Pay walkouts disrupt Devonport dockyard


Pay walkouts disrupt Devonport dockyard

Non-industrial workers have staged a highly successful half-day strike at Devonport dockyard in protest at a "shoddy" performance pay system.

Fourteen hundred specialist engineers, mangers and administration staff in the Prospect union walked out or drove out halfway through their shifts from all five of the yard’s gates.

At the main Camel’s Head Gate they were greeted by Prospect General Secretary Paul Noon and members of their Branch Council. Noon said:

"Members have given tremendous support to the call for action. This is a clear demonstration of the anger of members and the company now needs to heed that message.

"The workforce have shown they will not put up with a shoddy system of performance pay that denies satisfactory performers the chance of ever getting the rate for the job."

Del Northcott, Prospect Branch Secretary at Devonport, said DML and Babcock, the yard’s new owners, could now see how unhappy staff were at the performance pay plans. "The way staff have been treated is plain wrong and must change.
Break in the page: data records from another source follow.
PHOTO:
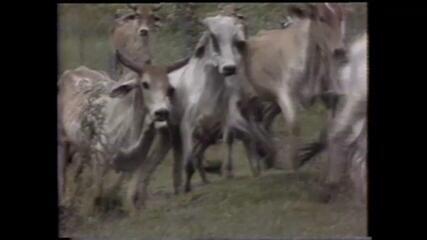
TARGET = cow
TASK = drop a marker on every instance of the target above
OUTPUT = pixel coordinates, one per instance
(98, 115)
(295, 66)
(131, 32)
(346, 136)
(204, 89)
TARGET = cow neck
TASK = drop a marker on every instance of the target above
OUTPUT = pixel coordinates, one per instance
(317, 77)
(214, 90)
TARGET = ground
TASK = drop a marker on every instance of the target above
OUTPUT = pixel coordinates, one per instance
(278, 203)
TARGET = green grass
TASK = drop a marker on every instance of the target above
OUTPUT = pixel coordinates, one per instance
(278, 203)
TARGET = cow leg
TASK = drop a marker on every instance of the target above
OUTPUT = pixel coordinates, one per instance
(177, 162)
(189, 170)
(187, 140)
(289, 114)
(148, 167)
(337, 148)
(269, 117)
(62, 158)
(199, 158)
(251, 155)
(228, 168)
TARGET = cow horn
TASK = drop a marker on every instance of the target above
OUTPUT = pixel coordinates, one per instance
(178, 64)
(132, 6)
(125, 60)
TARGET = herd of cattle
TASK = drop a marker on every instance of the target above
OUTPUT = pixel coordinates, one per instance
(231, 87)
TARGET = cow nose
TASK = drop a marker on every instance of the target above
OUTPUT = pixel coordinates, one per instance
(143, 32)
(161, 115)
(229, 70)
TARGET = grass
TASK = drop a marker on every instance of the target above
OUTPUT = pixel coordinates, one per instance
(276, 204)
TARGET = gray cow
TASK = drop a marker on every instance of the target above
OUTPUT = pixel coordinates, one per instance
(346, 136)
(204, 89)
(297, 65)
(98, 116)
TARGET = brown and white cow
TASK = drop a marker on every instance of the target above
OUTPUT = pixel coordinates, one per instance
(295, 66)
(205, 87)
(346, 136)
(98, 115)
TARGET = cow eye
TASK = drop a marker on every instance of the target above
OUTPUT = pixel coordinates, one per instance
(145, 85)
(171, 91)
(240, 45)
(215, 43)
(322, 19)
(131, 17)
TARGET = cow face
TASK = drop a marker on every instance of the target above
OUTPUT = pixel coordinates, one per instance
(224, 42)
(138, 21)
(328, 25)
(153, 83)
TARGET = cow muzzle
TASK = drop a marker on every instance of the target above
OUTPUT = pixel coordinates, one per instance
(228, 70)
(143, 32)
(161, 115)
(341, 55)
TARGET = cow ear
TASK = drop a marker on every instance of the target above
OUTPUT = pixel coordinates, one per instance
(123, 88)
(200, 47)
(178, 64)
(297, 11)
A lot of pressure was put on members not to come out. The fact they did reflects a complete loss of confidence in management."
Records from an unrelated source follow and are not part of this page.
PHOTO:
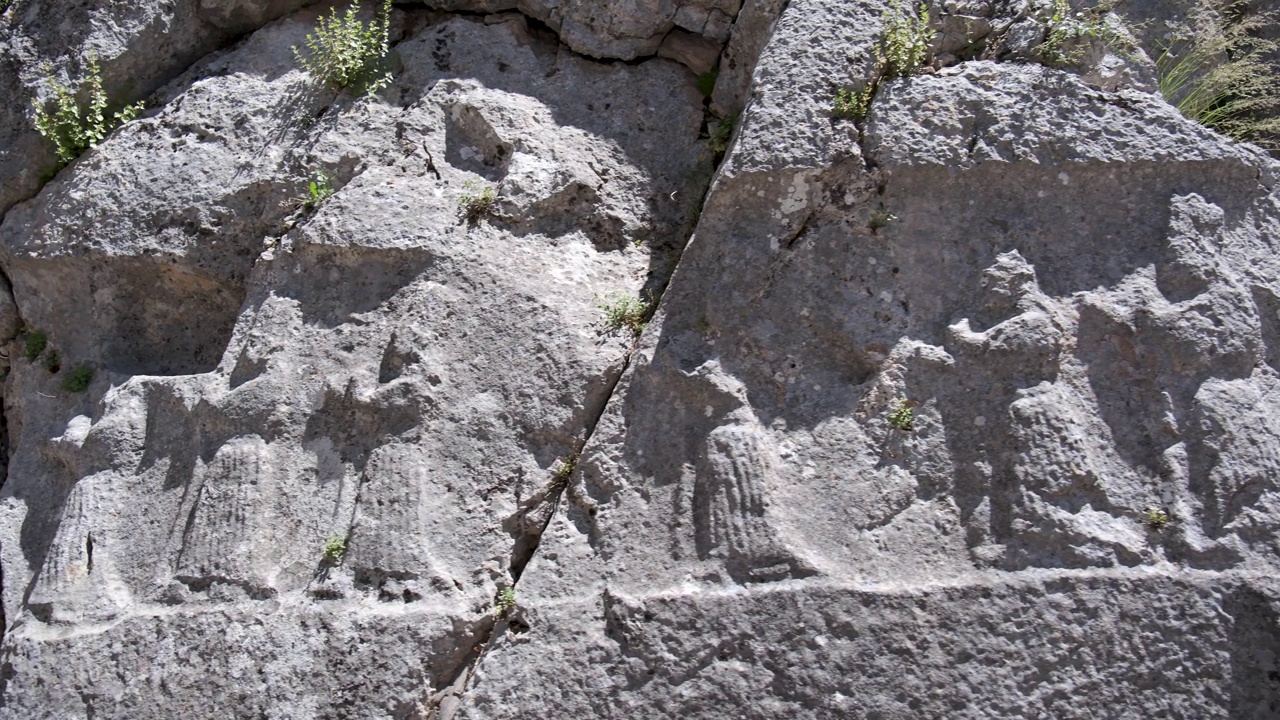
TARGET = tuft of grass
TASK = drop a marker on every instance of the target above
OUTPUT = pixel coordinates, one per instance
(1155, 518)
(72, 127)
(348, 53)
(1065, 30)
(853, 104)
(504, 604)
(35, 343)
(903, 418)
(624, 313)
(565, 470)
(707, 82)
(478, 200)
(319, 188)
(336, 547)
(721, 135)
(1219, 73)
(905, 45)
(903, 50)
(78, 379)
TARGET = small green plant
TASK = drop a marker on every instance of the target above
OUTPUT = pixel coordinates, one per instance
(346, 51)
(563, 472)
(504, 604)
(1220, 74)
(478, 200)
(903, 50)
(853, 104)
(903, 418)
(80, 378)
(336, 547)
(881, 219)
(35, 343)
(707, 82)
(905, 45)
(319, 190)
(721, 135)
(1065, 30)
(73, 128)
(1155, 518)
(622, 311)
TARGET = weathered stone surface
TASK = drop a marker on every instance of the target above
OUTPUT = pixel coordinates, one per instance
(1070, 287)
(268, 377)
(138, 45)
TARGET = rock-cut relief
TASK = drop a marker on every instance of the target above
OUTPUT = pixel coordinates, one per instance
(1033, 483)
(730, 499)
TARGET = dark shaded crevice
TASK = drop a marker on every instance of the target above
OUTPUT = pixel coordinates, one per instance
(544, 504)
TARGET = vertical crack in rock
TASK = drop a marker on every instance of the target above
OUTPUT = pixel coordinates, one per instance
(531, 520)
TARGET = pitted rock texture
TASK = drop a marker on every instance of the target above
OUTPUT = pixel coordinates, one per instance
(323, 443)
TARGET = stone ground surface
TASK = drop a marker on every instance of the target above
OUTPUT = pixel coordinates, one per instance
(1073, 290)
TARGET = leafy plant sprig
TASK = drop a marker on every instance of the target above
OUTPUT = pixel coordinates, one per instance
(348, 53)
(72, 127)
(903, 418)
(624, 313)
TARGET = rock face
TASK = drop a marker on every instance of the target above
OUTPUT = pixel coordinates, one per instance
(967, 408)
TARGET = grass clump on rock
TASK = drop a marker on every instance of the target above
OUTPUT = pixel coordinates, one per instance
(348, 53)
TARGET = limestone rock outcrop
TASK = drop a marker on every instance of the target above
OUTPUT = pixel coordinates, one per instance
(965, 408)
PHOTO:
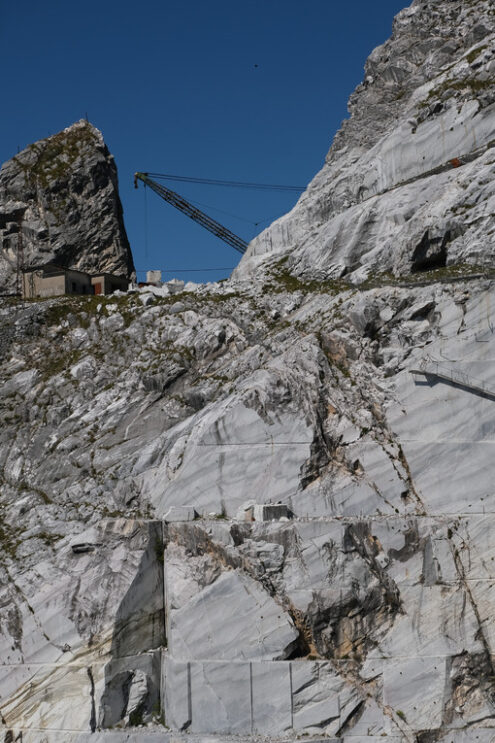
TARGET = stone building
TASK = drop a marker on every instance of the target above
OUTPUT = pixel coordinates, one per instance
(51, 280)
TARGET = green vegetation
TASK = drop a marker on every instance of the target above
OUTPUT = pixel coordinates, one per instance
(470, 84)
(281, 280)
(472, 56)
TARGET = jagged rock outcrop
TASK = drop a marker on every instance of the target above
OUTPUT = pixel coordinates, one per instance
(392, 195)
(366, 611)
(62, 193)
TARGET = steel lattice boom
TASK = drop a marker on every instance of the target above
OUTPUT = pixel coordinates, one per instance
(191, 211)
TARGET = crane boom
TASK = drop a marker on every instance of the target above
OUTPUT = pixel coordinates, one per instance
(191, 211)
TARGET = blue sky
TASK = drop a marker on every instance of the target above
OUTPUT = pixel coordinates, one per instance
(249, 91)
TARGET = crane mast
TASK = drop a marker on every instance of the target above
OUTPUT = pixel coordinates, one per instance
(193, 212)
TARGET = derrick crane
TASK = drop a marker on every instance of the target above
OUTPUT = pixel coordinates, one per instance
(193, 212)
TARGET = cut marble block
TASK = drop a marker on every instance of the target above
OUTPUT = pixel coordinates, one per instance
(220, 698)
(267, 698)
(253, 625)
(415, 688)
(271, 697)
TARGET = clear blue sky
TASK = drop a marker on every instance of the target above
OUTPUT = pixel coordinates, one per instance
(174, 87)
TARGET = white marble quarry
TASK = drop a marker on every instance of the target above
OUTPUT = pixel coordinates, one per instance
(356, 602)
(271, 698)
(180, 513)
(253, 625)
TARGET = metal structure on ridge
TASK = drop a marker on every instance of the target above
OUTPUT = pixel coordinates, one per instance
(193, 212)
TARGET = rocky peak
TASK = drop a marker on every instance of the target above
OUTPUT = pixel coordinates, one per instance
(392, 179)
(63, 192)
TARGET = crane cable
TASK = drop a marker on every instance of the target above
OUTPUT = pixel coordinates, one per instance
(230, 184)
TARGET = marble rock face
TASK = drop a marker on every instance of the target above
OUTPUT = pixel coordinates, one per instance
(265, 508)
(62, 194)
(391, 195)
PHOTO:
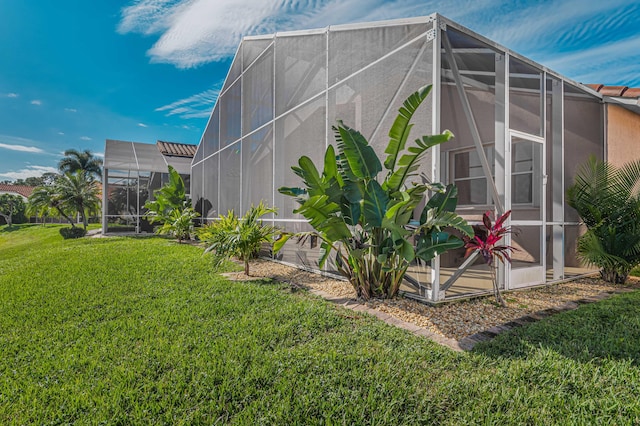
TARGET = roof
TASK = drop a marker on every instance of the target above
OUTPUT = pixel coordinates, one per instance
(624, 96)
(616, 91)
(23, 190)
(125, 155)
(175, 149)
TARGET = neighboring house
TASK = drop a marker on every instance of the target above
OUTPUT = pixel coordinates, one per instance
(21, 190)
(622, 112)
(520, 130)
(132, 172)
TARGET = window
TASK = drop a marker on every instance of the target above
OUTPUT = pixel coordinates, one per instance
(469, 178)
(526, 171)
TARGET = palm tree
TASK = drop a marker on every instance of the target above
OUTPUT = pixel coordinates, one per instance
(43, 202)
(76, 193)
(75, 160)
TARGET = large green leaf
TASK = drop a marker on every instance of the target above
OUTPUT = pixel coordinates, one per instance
(399, 132)
(330, 163)
(360, 157)
(292, 192)
(317, 210)
(350, 212)
(375, 205)
(409, 163)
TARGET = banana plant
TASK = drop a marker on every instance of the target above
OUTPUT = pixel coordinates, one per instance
(365, 218)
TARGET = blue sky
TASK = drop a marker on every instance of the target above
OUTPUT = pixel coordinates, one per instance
(75, 72)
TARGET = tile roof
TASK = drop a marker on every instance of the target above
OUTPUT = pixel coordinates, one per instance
(174, 149)
(23, 190)
(618, 91)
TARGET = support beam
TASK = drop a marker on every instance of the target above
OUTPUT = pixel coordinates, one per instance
(395, 97)
(461, 270)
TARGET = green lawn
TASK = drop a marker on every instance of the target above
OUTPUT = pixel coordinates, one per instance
(143, 331)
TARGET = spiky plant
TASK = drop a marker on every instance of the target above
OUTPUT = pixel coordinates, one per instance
(486, 240)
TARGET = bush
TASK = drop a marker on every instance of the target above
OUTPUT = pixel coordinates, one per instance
(68, 233)
(231, 236)
(367, 220)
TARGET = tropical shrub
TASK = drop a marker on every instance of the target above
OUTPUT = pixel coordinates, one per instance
(85, 161)
(366, 221)
(485, 240)
(44, 201)
(172, 209)
(231, 236)
(79, 193)
(73, 232)
(179, 223)
(607, 199)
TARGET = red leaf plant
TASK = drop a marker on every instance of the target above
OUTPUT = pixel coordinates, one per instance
(486, 241)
The action by Prospect members, who supervise industrial workers, halted all work at the yard on ships, submarines, yachts and trains. Staff in the finance, pension and payroll departments also joined in. "Devonport was like a ghost town today," added Northcott.

The strike is the first at the yard since privatisation. It follows months of negotiations after Devonport Management Limited’s decision to impose a new pay structure at the yard which reserves pay progression payments solely for good or excellent performers. The previous progression system was unilaterally terminated by the company in 2004.